Anyway, this whole mess can be rewritten in a much clearer way, by using a few variables and printing each line separately in a loop:
for c in sorted(allc):
total_values = sum(animaldictionary.get((a,c),0) for a in alla)
average = total_values // 12
print("{}\t{}".format(c, average))
To finish, I have some general suggestions.

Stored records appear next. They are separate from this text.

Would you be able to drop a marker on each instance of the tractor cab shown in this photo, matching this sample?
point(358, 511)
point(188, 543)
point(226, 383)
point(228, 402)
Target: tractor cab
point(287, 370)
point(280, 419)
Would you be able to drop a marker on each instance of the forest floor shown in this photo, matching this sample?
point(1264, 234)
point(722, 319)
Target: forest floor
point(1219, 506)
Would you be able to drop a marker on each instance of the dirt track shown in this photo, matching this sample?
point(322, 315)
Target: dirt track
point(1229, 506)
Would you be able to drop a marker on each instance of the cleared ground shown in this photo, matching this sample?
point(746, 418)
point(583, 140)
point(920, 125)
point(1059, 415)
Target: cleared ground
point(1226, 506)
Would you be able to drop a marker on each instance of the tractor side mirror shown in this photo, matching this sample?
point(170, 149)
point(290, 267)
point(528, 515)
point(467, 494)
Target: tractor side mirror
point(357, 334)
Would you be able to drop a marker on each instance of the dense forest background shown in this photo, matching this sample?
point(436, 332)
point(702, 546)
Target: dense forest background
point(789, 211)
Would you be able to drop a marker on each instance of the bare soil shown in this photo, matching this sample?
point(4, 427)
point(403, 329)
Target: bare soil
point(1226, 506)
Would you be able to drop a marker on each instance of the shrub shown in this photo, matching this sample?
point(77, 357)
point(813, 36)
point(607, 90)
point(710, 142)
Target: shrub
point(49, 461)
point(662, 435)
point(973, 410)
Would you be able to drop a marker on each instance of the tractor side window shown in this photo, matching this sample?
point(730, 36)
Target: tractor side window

First, your data structure may not be optimal for the uses you are making of you data. Rather than having animaldict be a dictionary with (a,c) keys, it might make more sense to have a nested structure, where you index each level separately. That is, animaldict[a][c]. It might even make sense to have a second dictionaries containing the same values indexed in the reverse order (e.g. one is indexed [a][c] while another is indexed [c][a]). With this approach you might not need the alla and allc lists for iterating (you'd just loop over the contents of the main dictionary directly).
My second suggestion is about code style. Many of your variables are named poorly, either because their names don't have any meaning (e.g. c) or where the names imply a meaning that is incorrect. The most glaring issue is your key and value variables, which in fact unpack two pieces of the key (AKA a and c). In other situations you can get keys and values together, but only when you are iterating over a dictionary's items() view rather than on the dictionary directly.